Despite the partial success of current bioinformatics studies, predicting the location of specificity determinants remains a simpler problem than forecasting the functional outcomes of substitution. While significant evidence indicates the importance of the linker, the range of functional contributions from this region has been under-appreciated. Our previous LLhP study suggests that substitutions in the linker can affect allostery, affinity, and perhaps specificity.⁷ Similar results are presented here for LLhG. Future efforts will be directed towards determining whether a given site contributes to the same aspect of function in different homologues. For example, does variation at position 48 always alter affinity but not specificity?

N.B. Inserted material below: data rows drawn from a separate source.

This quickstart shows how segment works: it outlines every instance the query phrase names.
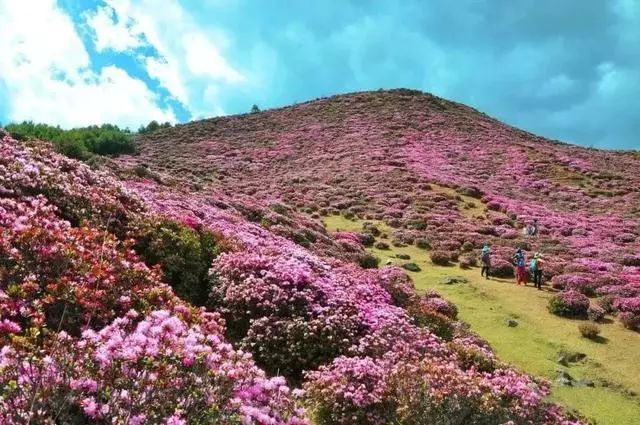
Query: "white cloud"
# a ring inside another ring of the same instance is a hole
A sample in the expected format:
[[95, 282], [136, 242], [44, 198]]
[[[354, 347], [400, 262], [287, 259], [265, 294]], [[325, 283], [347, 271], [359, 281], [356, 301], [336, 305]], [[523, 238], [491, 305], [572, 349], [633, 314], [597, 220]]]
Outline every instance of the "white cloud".
[[126, 51], [143, 44], [141, 37], [130, 31], [130, 23], [122, 19], [117, 20], [115, 11], [109, 6], [88, 13], [85, 18], [95, 32], [94, 41], [99, 52], [108, 49]]
[[0, 28], [0, 80], [7, 87], [10, 120], [64, 127], [176, 121], [124, 70], [92, 71], [73, 22], [55, 0], [0, 0]]
[[[214, 28], [199, 26], [178, 0], [106, 0], [106, 3], [103, 8], [109, 13], [115, 11], [118, 20], [130, 23], [120, 27], [128, 32], [129, 39], [144, 39], [157, 51], [159, 58], [141, 58], [151, 78], [191, 114], [199, 114], [205, 97], [207, 101], [218, 103], [209, 104], [206, 109], [224, 113], [219, 99], [203, 96], [203, 91], [214, 84], [238, 87], [246, 83], [245, 76], [223, 55], [229, 44], [224, 34]], [[91, 21], [88, 23], [97, 34], [106, 31]], [[98, 34], [97, 39], [100, 38]], [[115, 42], [108, 48], [126, 50]]]
[[233, 69], [202, 33], [193, 32], [182, 39], [185, 46], [187, 67], [193, 75], [211, 77], [229, 83], [243, 80], [242, 75]]

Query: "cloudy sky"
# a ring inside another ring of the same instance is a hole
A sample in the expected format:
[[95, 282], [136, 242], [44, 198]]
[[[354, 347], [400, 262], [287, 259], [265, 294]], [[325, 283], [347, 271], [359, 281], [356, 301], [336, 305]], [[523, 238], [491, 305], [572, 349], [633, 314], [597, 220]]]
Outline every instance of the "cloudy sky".
[[640, 0], [0, 0], [0, 122], [183, 122], [409, 87], [640, 149]]

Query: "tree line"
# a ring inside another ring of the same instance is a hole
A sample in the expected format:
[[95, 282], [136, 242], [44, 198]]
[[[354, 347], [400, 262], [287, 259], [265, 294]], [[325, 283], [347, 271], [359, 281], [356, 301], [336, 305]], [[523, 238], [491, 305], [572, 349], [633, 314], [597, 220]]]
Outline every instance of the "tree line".
[[[141, 126], [137, 134], [169, 127], [169, 122], [160, 124], [154, 120], [146, 126]], [[4, 128], [16, 140], [46, 140], [51, 142], [58, 152], [76, 159], [87, 159], [93, 154], [115, 156], [134, 153], [136, 150], [135, 133], [113, 124], [62, 129], [60, 126], [23, 121], [8, 124]]]

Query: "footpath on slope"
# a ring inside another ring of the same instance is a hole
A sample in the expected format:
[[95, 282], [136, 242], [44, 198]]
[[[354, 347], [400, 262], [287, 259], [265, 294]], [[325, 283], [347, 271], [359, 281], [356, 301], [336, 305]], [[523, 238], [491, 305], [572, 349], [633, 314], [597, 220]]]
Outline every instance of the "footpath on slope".
[[[372, 222], [368, 220], [368, 222]], [[363, 221], [348, 220], [342, 216], [325, 217], [328, 232], [361, 232]], [[384, 223], [373, 222], [381, 230], [389, 230]], [[549, 286], [537, 291], [533, 284], [522, 287], [514, 279], [486, 280], [479, 268], [461, 269], [457, 265], [437, 266], [429, 259], [428, 251], [416, 246], [389, 249], [368, 248], [384, 265], [413, 262], [420, 271], [407, 273], [419, 291], [434, 289], [456, 304], [459, 317], [489, 342], [498, 357], [521, 370], [543, 376], [552, 382], [553, 401], [576, 409], [598, 424], [635, 425], [640, 417], [640, 335], [623, 328], [619, 323], [606, 320], [600, 324], [601, 343], [581, 337], [578, 325], [582, 320], [571, 320], [552, 315], [547, 303], [554, 291]], [[410, 259], [397, 258], [398, 254]], [[447, 277], [460, 276], [467, 283], [447, 285]], [[510, 327], [507, 321], [515, 320]], [[568, 363], [558, 361], [563, 353], [581, 353], [584, 359]], [[571, 376], [574, 383], [562, 385], [556, 378]]]

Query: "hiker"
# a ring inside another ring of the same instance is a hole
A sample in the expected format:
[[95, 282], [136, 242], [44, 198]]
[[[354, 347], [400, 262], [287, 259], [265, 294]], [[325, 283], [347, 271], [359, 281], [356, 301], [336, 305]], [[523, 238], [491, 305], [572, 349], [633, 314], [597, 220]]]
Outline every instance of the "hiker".
[[531, 236], [538, 236], [538, 219], [533, 219], [533, 225], [531, 226]]
[[513, 255], [513, 264], [516, 266], [516, 282], [518, 285], [523, 284], [527, 285], [527, 260], [524, 255], [524, 251], [522, 248], [518, 248], [516, 253]]
[[489, 244], [485, 244], [482, 247], [480, 260], [482, 261], [482, 270], [480, 271], [480, 276], [484, 276], [488, 280], [489, 272], [491, 270], [491, 248], [489, 247]]
[[542, 254], [536, 252], [531, 260], [529, 270], [533, 272], [533, 284], [538, 290], [542, 289], [542, 271], [544, 270], [544, 261]]

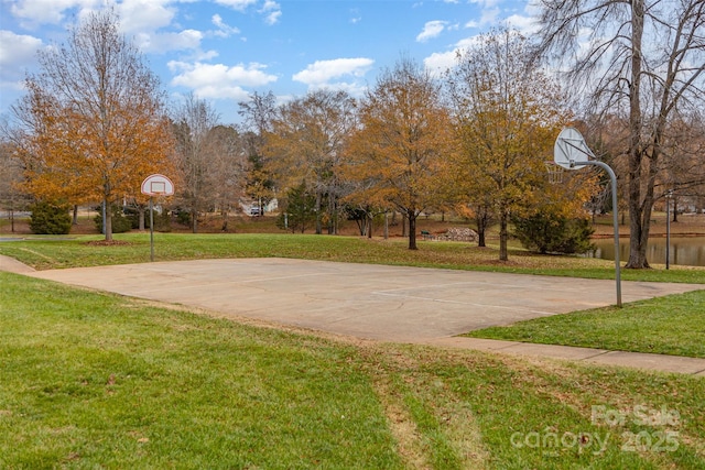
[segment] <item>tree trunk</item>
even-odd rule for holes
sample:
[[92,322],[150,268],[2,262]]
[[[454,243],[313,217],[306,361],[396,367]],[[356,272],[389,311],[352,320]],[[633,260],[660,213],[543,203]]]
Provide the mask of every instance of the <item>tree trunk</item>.
[[647,243],[651,208],[641,203],[643,150],[641,144],[641,44],[643,35],[643,0],[631,2],[631,81],[629,84],[629,261],[627,267],[649,267]]
[[419,250],[416,247],[416,215],[406,212],[409,219],[409,249]]
[[[665,204],[669,204],[669,200],[665,200]],[[673,197],[673,221],[679,221],[679,199],[677,197]]]
[[316,234],[323,233],[323,223],[321,222],[321,192],[316,192]]
[[508,261],[509,253],[507,251],[507,242],[509,240],[509,231],[507,229],[509,215],[507,210],[502,210],[499,216],[499,261]]
[[487,247],[485,244],[485,230],[487,230],[487,218],[481,215],[475,218],[475,222],[477,223],[477,245],[478,247]]

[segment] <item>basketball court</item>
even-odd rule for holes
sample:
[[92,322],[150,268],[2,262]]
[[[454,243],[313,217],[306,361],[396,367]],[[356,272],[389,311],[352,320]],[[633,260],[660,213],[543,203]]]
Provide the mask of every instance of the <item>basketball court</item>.
[[[127,296],[366,339],[424,341],[615,304],[615,282],[290,259],[30,273]],[[622,282],[623,302],[703,285]]]

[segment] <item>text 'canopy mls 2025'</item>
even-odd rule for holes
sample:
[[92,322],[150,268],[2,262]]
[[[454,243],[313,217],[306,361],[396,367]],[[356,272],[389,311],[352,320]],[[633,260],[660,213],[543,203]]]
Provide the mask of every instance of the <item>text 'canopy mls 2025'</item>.
[[585,162],[595,157],[577,129],[565,128],[558,134],[553,146],[553,162],[566,170],[576,170],[575,162]]
[[174,183],[164,175],[150,175],[142,182],[142,194],[148,196],[172,196]]

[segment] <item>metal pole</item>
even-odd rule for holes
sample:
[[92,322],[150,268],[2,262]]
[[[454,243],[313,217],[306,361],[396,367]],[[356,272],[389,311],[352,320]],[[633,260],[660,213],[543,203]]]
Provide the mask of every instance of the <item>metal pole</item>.
[[671,266],[671,192],[665,194],[665,269]]
[[154,211],[152,210],[152,196],[150,196],[150,261],[154,261]]
[[608,164],[598,161],[575,162],[575,166],[599,166],[609,174],[612,186],[612,225],[615,227],[615,283],[617,287],[617,306],[621,307],[621,267],[619,266],[619,215],[617,214],[617,176]]

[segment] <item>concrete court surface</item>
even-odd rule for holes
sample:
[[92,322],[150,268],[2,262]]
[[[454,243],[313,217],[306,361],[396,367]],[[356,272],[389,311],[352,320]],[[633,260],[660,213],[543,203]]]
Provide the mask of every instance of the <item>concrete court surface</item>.
[[[155,262],[29,275],[225,316],[400,342],[616,303],[614,281],[290,259]],[[622,282],[622,302],[703,287]]]

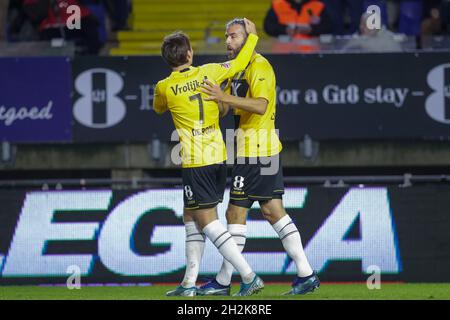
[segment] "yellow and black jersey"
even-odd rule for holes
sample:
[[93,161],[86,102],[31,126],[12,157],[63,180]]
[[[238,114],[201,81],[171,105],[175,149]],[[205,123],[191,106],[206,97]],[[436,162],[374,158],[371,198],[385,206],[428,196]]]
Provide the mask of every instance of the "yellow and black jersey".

Finally, comparing effects of the same substitution in LLhG and LLhG/E62K leads to multiple examples of nonadditivity. For example, the individual substitutions that comprise LLhG/E62K/G58K and LLhG/E62K/G58S each enhance repression of the high-affinity state (Figure 6). However, the two substitutions in combination do not further enhance repression in the high-affinity condition. Instead, repression is enhanced in the low-affinity condition. Such outcomes suggest the presence of small, functional networks on the common scaffold. These networks are not easily identified from structure alone but may be ascertained by combinatorial mutational strategies.

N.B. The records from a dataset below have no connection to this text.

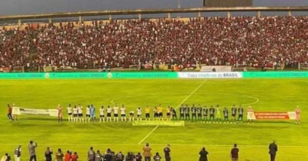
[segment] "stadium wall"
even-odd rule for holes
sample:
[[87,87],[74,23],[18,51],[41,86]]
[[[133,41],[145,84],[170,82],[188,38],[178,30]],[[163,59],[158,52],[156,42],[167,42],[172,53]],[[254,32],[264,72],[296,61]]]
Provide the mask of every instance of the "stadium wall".
[[68,72],[0,73],[0,79],[117,78],[308,78],[308,72]]
[[[139,19],[142,18],[143,15],[165,14],[166,18],[171,18],[172,13],[195,13],[196,17],[200,17],[201,13],[204,12],[226,12],[228,18],[232,16],[233,12],[257,12],[257,16],[261,16],[261,12],[287,12],[288,16],[292,15],[292,12],[308,11],[308,6],[304,7],[202,7],[180,9],[137,9],[137,10],[104,10],[99,11],[87,11],[77,12],[54,13],[46,14],[16,15],[0,15],[0,22],[7,21],[16,21],[17,22],[17,26],[20,29],[23,29],[25,24],[23,24],[24,20],[40,20],[47,19],[48,23],[53,23],[53,18],[78,17],[79,25],[84,21],[83,18],[85,17],[97,16],[107,15],[109,16],[109,21],[112,19],[114,15],[138,15]],[[35,23],[35,24],[37,24]],[[31,24],[31,23],[30,23]],[[46,24],[46,23],[44,23]],[[9,28],[16,27],[16,24],[12,25],[3,25]]]

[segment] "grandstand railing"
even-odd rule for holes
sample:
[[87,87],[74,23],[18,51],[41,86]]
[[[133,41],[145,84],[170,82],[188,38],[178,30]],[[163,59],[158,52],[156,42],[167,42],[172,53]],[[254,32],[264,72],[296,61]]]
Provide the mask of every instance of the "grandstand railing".
[[17,20],[20,27],[23,19],[34,19],[48,18],[49,23],[52,23],[52,18],[78,17],[79,22],[82,23],[83,16],[94,16],[100,15],[109,15],[109,19],[111,19],[112,15],[133,15],[138,14],[139,19],[142,18],[142,14],[166,14],[167,17],[171,18],[171,13],[196,13],[196,16],[200,16],[202,12],[226,12],[227,16],[230,17],[232,12],[257,12],[258,16],[261,16],[261,12],[288,12],[288,15],[292,16],[294,11],[308,11],[308,6],[304,7],[203,7],[181,9],[137,9],[137,10],[103,10],[98,11],[87,11],[76,12],[66,12],[46,13],[28,15],[2,15],[0,16],[0,21],[8,20]]
[[299,63],[298,64],[298,70],[307,70],[308,69],[308,64],[307,63]]
[[24,67],[13,67],[13,71],[15,72],[24,72],[25,68]]

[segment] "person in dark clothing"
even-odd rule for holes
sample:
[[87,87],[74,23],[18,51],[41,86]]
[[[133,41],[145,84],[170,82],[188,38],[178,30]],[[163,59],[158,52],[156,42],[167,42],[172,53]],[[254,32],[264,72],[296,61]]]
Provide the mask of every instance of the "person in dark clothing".
[[46,161],[51,161],[52,160],[52,150],[49,147],[47,147],[45,151]]
[[207,154],[208,152],[205,150],[205,148],[203,147],[199,152],[199,161],[207,161]]
[[93,147],[90,147],[90,150],[88,152],[88,160],[95,160],[95,152],[93,150]]
[[234,147],[231,149],[231,154],[230,157],[232,161],[238,161],[239,160],[239,151],[240,150],[237,148],[237,145],[234,144]]
[[166,161],[170,161],[171,157],[170,157],[170,153],[171,151],[170,150],[170,145],[167,145],[167,147],[164,148],[164,154],[165,154],[165,158],[166,159]]
[[107,153],[104,155],[104,161],[111,161],[112,159],[112,156],[111,156],[110,152],[107,152]]
[[268,152],[268,153],[271,155],[271,161],[275,161],[276,152],[278,151],[278,147],[276,144],[275,140],[273,141],[273,143],[270,144],[268,149],[270,149],[270,152]]

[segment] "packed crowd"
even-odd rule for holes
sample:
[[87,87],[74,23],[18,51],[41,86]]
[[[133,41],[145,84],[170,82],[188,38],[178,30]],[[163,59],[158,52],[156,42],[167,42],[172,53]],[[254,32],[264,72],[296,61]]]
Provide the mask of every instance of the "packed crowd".
[[[295,66],[308,63],[308,17],[234,17],[69,23],[0,30],[0,66]],[[29,58],[33,47],[37,54]]]

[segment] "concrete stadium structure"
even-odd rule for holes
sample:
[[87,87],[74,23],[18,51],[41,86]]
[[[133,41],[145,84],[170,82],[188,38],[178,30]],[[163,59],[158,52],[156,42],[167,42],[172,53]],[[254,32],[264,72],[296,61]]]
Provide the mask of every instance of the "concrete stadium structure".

In conclusion, several existing strategies for identifying specificity determinants appear to under-predict the locations of sites that contribute to LacI/GalR function. Even the union of all the predictions is not sufficient, because all missed the potential for contributions from positions 51, 60, and 62. As noted above, one key for improving these analyses may lie in choosing the appropriate dataset – the entire family is in itself too large. Nonetheless, it is encouraging that no study predicted a false positive in the LacI/GalR linker region. We construe that sites predicted to be functionally important by either SDPpred or SPEL are valid targets for further study.

Supplementary Material

supp figure. Supplementary Figure.

Plate assay showing the blue/white phenotype of 5 LLhG variants. The 6^th section has the variant LGhG/H48I as a “white” control. This LGhG variant is not otherwise discussed in the current manuscript. The image of the scanned plate was processed with Adobe Photoshop to remove hand-written labels and adjust contrast/exposure of the entire figure to match visual inspection.